CSR-II (WSJ1) Sennheiser

Item Name: CSR-II (WSJ1) Sennheiser
Author(s): Linguistic Data Consortium, NIST Multimodal Information Group, Janet M. Baker
LDC Catalog No.: LDC94S13B
ISBN: 1-58563-031-4
ISLRN: 418-053-774-232-3
DOI: https://doi.org/10.35111/5jkw-xt28
Member Year(s): 1994, 1997
DCMI Type(s): Sound
Sample Type: 1-channel pcm compressed
Sample Rate: 16000
Data Source(s): microphone speech
Project(s): DARPA-CSR
Application(s): speech recognition
Language(s): English
Language ID(s): eng
License(s): LDC User Agreement for Non-Members
Online Documentation: LDC94S13B Documents
Licensing Instructions: Subscription & Standard Members, and Non-Members
Citation: Linguistic Data Consortium, NIST Multimodal Information Group, and Janet Baker. CSR-II (WSJ1) Sennheiser LDC94S13B. Web Download. Philadelphia: Linguistic Data Consortium, 1994.
Related Works: View

LDC94S13A - Complete CSR-II corpus

LDC94S13B - CSR-II Sennheiser speech

LDC94S13C - CSR-II Other speech

Data

The complete WSJ1 corpus contains approximately 78,000 training utterances (73 hours of speech), 4,000 of which are the result of spontaneous dictation by journalists with varying degrees of experience in dictation. The corpus contains approximately 8,200 conventional development test utterances (eight hours of speech), 6,800 of which are from spontaneous dictation. As with the pilot corpus, the entire corpus was collected using two microphones, so the amount of speech in the entire corpus is about 162 hours.

In early 1993, a Hub and Spoke test paradigm was designed, calling for eleven test sets, each a specific variation of the basic or hub condition. The eleven Hub and Spoke Development and Evaluation Test sets each contain approximately 7,500 waveforms (eleven hours of speech).

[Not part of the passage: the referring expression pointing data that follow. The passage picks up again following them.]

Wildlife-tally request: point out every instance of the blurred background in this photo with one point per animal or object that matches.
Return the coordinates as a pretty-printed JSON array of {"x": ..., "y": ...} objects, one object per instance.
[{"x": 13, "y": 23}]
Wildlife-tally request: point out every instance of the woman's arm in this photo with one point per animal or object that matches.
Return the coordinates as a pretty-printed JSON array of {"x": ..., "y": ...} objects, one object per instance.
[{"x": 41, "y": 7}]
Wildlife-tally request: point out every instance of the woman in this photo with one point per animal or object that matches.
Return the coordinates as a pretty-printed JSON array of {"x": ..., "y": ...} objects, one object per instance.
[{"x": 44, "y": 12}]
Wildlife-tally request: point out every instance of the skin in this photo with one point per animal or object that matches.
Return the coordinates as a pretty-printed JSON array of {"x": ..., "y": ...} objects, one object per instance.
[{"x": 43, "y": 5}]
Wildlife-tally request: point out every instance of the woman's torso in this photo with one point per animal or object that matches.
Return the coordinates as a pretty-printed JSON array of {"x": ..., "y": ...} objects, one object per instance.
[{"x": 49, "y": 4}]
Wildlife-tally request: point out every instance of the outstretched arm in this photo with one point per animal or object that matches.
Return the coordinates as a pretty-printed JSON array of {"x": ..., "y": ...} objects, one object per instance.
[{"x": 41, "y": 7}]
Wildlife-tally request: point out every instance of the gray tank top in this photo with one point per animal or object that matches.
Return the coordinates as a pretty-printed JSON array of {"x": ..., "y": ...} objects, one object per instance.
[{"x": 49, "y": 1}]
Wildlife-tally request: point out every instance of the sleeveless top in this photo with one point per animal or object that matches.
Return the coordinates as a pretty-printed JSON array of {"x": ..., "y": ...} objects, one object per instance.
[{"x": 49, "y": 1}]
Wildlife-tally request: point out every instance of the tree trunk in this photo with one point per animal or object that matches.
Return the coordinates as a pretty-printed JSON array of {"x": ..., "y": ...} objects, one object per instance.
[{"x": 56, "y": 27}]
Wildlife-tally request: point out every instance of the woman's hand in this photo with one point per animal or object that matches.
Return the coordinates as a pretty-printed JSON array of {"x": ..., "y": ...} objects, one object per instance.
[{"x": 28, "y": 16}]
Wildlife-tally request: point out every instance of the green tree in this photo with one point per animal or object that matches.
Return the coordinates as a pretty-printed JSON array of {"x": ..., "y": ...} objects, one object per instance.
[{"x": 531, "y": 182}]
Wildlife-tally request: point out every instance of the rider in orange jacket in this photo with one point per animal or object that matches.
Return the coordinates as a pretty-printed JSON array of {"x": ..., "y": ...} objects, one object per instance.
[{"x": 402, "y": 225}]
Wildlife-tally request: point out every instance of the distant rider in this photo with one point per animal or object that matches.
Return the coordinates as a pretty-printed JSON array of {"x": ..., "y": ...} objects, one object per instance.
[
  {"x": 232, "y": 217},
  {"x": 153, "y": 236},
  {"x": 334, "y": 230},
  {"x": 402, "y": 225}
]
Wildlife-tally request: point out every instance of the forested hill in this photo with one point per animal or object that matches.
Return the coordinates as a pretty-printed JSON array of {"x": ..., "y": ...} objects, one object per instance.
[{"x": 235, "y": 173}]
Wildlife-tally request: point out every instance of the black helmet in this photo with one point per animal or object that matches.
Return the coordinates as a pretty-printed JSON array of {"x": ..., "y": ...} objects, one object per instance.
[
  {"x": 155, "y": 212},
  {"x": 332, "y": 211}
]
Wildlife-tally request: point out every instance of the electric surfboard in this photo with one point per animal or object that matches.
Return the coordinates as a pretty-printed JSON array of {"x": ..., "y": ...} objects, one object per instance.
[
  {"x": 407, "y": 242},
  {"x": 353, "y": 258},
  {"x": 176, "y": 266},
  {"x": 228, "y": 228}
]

WSJ1 waveforms have been compressed by about 2:1 using the SPHERE-embedded Shorten compression algorithm developed at Cambridge University.

Updates

Please note that even tho the file wsj1/doc/lng_modl/base_lm/tcb20onp.z (WSJ1/DOC/LNG_MODL/BASE_LM/TCB20ONP.Z on a Windows OS) has the .z extension, it is not a compressed file. In order to use the file, simply ignore the .z extension.